Pada kesempatan yang sama, AAAFI mengadakan Semiloka Nasional dengan tema “Forensic Legal Analysis: Integrasi Hukum, Penghitungan Kerugian Keuangan, dan Uji Kausalitas dalam Proses Peradilan.” Acara ini menghadirkan Wakil Ketua Komisi Pemberantasan Korupsi (KPK) PROF. Dr. Agus Joko Pramono, M.Acc., sebagai pembicara kunci, serta seminar dan bedah buku mengenai metodologi penghitungan kerugian keuangan negara.
Di antara pembicara lainnya, terdapat Dr. Akmal Kodrat S.H., M.Hum. dari Jampidsus, Dr. I Wayan Jiartana dari kepolisian, serta Rizki Damir Mustika dari Institut Akuntan Publik Indonesia. Diskusi panel yang dipandu oleh Denny Kailimang, SH., MH, membahas berbagai aspek penting mengenai pembuktian kerugian keuangan dalam perkara hukum.

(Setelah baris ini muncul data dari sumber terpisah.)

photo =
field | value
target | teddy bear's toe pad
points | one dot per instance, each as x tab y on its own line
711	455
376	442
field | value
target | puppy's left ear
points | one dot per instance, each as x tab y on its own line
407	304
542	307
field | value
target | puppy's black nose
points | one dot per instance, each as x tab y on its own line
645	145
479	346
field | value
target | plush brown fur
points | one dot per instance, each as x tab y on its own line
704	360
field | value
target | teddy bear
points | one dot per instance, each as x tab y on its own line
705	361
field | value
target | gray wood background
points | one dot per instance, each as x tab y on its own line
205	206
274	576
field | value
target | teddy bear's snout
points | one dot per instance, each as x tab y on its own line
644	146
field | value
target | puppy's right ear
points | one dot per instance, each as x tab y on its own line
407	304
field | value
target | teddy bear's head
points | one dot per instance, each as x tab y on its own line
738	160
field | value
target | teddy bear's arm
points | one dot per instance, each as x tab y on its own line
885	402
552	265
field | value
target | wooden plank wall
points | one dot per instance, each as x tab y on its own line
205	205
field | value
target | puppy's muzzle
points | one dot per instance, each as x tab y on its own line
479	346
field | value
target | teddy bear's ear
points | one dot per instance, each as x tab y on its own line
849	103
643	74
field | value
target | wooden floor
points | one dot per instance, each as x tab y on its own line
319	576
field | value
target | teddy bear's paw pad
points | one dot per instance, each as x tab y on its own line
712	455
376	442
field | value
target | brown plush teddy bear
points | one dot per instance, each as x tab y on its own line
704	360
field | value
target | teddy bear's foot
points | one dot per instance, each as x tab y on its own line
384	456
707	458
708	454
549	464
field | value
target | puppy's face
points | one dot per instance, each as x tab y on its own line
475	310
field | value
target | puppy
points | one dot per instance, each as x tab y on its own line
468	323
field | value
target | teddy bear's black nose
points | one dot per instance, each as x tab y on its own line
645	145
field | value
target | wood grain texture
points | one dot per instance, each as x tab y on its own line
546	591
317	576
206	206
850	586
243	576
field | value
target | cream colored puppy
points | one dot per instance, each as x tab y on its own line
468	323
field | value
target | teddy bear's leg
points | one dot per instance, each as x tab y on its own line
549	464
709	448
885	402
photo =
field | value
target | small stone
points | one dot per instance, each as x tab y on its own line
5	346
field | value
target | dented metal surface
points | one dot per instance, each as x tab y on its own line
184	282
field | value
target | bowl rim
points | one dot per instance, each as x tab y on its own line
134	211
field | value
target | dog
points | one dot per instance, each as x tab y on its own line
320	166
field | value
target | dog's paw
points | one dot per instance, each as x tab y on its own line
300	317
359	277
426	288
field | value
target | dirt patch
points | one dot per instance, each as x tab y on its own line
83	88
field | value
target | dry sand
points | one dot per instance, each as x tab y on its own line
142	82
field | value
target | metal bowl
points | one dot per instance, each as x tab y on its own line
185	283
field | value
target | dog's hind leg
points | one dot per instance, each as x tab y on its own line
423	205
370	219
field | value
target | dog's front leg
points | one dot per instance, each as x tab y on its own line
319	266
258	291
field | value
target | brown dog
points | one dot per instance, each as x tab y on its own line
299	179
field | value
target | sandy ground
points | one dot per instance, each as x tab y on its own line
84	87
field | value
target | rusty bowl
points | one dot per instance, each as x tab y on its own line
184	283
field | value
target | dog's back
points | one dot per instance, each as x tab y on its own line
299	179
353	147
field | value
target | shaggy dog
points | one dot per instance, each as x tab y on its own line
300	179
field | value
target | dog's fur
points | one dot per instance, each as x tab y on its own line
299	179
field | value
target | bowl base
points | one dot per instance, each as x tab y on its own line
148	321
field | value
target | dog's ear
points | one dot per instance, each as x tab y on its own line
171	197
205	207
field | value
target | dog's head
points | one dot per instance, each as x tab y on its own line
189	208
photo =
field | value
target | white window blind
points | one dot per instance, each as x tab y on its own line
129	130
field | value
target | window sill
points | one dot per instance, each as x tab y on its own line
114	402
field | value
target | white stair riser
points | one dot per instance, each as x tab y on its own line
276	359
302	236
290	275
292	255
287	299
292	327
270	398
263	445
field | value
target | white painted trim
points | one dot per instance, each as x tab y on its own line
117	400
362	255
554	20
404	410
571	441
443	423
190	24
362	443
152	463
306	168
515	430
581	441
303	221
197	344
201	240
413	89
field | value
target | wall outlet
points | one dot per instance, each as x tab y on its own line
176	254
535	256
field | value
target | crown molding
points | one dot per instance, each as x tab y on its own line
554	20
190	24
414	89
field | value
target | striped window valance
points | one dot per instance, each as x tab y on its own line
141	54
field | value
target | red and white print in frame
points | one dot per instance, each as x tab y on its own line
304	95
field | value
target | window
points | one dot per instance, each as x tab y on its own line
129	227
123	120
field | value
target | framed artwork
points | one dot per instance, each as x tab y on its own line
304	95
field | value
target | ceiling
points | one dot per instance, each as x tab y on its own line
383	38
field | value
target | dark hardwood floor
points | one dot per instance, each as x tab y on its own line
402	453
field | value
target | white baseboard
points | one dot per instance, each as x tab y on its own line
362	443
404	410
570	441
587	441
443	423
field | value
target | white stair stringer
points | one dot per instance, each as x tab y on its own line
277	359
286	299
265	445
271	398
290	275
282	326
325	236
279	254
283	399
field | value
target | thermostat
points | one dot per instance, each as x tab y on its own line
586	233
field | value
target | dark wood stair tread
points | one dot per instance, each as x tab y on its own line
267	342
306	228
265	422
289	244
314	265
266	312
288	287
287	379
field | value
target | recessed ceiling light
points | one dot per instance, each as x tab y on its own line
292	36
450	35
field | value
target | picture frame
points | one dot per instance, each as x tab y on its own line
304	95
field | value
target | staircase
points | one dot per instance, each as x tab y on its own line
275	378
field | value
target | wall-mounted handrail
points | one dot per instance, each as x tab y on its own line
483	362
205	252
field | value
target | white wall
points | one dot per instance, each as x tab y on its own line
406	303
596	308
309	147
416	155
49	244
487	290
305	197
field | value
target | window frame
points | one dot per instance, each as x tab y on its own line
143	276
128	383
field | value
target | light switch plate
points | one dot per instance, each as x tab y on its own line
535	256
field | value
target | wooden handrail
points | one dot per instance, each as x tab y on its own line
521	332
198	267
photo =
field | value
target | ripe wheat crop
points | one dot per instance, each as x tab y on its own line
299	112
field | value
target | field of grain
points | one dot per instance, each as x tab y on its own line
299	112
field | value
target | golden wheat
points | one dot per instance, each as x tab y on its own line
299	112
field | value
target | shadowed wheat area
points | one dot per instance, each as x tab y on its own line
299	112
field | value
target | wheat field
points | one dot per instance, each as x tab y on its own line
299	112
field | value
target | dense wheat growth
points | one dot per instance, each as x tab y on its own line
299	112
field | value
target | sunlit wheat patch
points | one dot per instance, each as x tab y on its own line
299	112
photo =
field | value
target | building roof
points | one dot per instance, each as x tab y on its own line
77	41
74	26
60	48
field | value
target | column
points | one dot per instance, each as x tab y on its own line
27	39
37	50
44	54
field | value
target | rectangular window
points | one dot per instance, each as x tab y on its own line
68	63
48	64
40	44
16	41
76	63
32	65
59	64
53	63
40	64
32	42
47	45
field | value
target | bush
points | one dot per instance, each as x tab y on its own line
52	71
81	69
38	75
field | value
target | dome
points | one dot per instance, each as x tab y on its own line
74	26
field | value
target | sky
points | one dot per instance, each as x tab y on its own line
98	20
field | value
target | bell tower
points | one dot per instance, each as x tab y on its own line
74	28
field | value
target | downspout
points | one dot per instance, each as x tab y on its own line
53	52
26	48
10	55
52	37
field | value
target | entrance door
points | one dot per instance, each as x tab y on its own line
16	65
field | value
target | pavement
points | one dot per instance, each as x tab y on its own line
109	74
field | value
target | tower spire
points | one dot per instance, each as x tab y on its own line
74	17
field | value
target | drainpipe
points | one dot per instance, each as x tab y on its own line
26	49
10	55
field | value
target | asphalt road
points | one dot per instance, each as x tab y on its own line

Dr. Jan Samuel Maringka menekankan pentingnya pendekatan multidisipliner dalam praktik hukum, terutama dalam kasus-kasus yang berkaitan dengan tindak pidana korupsi dan kejahatan ekonomi. Ia menyatakan bahwa pembuktian tidak hanya bergantung pada analisis hukum normatif, tetapi juga memerlukan pengujian fakta keuangan dan metodologi penghitungan kerugian.
Dalam praktik peradilan, peran ahli sangat penting untuk membantu proses pembuktian yang objektif dan ilmiah. Namun, perbedaan pemahaman mengenai metode penghitungan kerugian dan hubungan sebab-akibat seringkali menjadi perdebatan dalam proses peradilan, yang dapat mempengaruhi kualitas keputusan pengadilan.
Ketua Umum AAAFI menambahkan bahwa Forensic Legal Analysis hadir sebagai pendekatan yang mengintegrasikan analisis hukum, akuntansi forensik, penghitungan kerugian keuangan, dan uji kausalitas, untuk memastikan bahwa analisis kerugian tidak hanya menghasilkan angka, tetapi juga menjelaskan dasar hukum dan hubungan kausal antara tindakan dan kerugian yang diklaim.